From: John Harrison <john.c.harrison@intel.com>
To: Daniel Vetter <daniel@ffwll.ch>
Cc: intel-gfx@lists.freedesktop.org, dri-devel@lists.freedesktop.org
Subject: Re: [Intel-gfx] [PATCH v5] drm/i915: Avoid circular locking dependency when flush delayed work on gt reset
Date: Mon, 28 Aug 2023 16:01:38 -0700 [thread overview]
Message-ID: <2bd0fb41-58d5-9862-143e-34e31f6f791f@intel.com> (raw)

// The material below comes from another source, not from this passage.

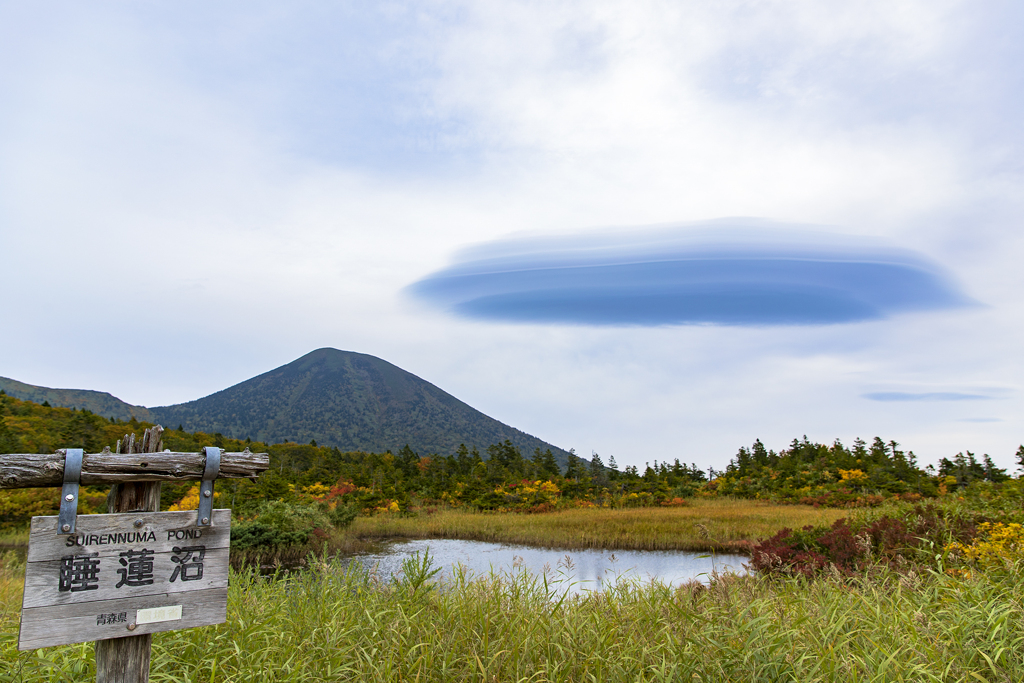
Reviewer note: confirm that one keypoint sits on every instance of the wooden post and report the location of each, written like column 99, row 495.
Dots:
column 127, row 659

In-Reply-To: <e31b1f49-88cd-d6e4-abbe-51f27712ff83@intel.com>
On 8/23/2023 10:37, John Harrison wrote:
> On 8/23/2023 09:00, Daniel Vetter wrote:
>> On Tue, Aug 22, 2023 at 11:53:24AM -0700, John Harrison wrote:
>>> On 8/11/2023 11:20, Zhanjun Dong wrote:
>>>> This attempts to avoid circular locking dependency between flush
>>>> delayed
>>>> work and intel_gt_reset.
>>>> When intel_gt_reset was called, task will hold a lock.
>>>> To cacel delayed work here, the _sync version will also acquire a
>>>> lock,
>>>> which might trigger the possible cirular locking dependency warning.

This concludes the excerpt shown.